Comprenez, au Maroc, le sexe est un privilège. Ce n’est ni blanc ou noir comme le laisserait croire les textes de lois. La liberté de le pratiquer est diluée dans plusieurs nuances de gris. Et c’est cette complexité que Leila Slimani a saisie dans “Sexe et mensonges, son enquête sur la sexualité des Marocains parue récemment aux éditions Les Arènes. Au fil des pages, on comprend que les premières victimes de cette situation à mi-chemin entre le tabou et l’obsession sont les femmes, “censés représenter l’identité musulmane” comme l’explique l’écrivaine et chercheuse Asmae Lamrabet dans un chapitre.
Casser le miroir
“La vérité, c’est que tout dépend plutôt de l’argent.

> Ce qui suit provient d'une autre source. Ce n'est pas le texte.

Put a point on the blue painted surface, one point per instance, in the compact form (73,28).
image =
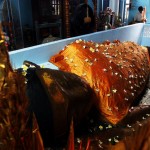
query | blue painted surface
(146,35)
(41,53)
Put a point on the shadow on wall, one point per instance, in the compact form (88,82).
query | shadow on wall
(134,9)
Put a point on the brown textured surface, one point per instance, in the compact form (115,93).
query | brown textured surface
(118,72)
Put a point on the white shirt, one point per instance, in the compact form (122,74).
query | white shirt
(138,17)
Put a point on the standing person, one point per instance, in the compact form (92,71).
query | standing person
(139,17)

Ceux qui ont les moyens, ils font ce qu’ils veulent. C’est malheureux mais quand on nous oblige à rafler des prostituées, c’est sur celles qui se font payer en légumes qu’on tombe, pas les autres”, témoigne, Mustapha, un policier que l’auteure a interviewé. La rétribution en légumes fait écho à une scène de Much loved, le film polémique de Naby Ayouch, dans laquelle une prostituée, découvrant tardivement que son client est fauché, lui demande si elle peut au moins se faire payer en légumes. Le long métrage avait été interdit à sa sortie par le ministre de la Communication Mustapha El Khalfi sans même prendre la peine de le visionner. “Son but : protéger l’image vertueuse et totalement irréaliste de la femme marocaine, à laquelle le film de Nabil Ayouch porterait atteinte. Au Maroc, quand on vous montre votre reflet, vous cassez le miroir”, écrit Leila Slimani.
Entre catastrophes et humiliations
Les témoignages que Leila Slimani a recueillis nous révèlent que l’opprobre sur la sexualité a des conséquences humiliantes et désastreuses. Malika, médecin, raconte son choc quand le lendemain d’une nuit de noces, les parents lui ramènent la jeune mariée pour voir si la défloration est récente ou ancienne. Zhor, aujourd’hui trentenaire, confie que 15 ans plus tard, elle n’arrive toujours pas à raconter à sa famille que sa première fois était un viol subi par trois hommes. Faty Bady, qui animait l’émission “On t’écoute” sur Hit Radio, n’arrive toujours pas à oublier l’appel d’une fillette mariée à l’âge de 13 ans et qui se force à regarder des vidéos pornographique pour satisfaire son mari.
Et pourtant, malgré l’interdiction, tout le monde couche et le nie. “J’ai fait des entretiens dans tout le Maroc et je peux vous assurer que je n’ai pas rencontré une seule personne qui m’ait dit : “Je n’ai rien fait.” Les garçons, pour la plupart, disent qu’ils veulent une femme vierge. S’ils tombent amoureux d’une fille qui ne l’est pas, certains affirment: “Je pourrais lui pardonner. Je pourrais même changer de ville pour elle”, affirme la journaliste et chercheuse Sanaa El Aji.
Bien qu’il décrive sans filtre rose la sexualité au Maorc, “Sexe et mensonges” n’est pas une enquête alarmiste. C’est surtout un essai objectif et honnête à mettre entre les mains curieuses qui veulent se pencher sur la question de la sexualité du pays loin des clichés.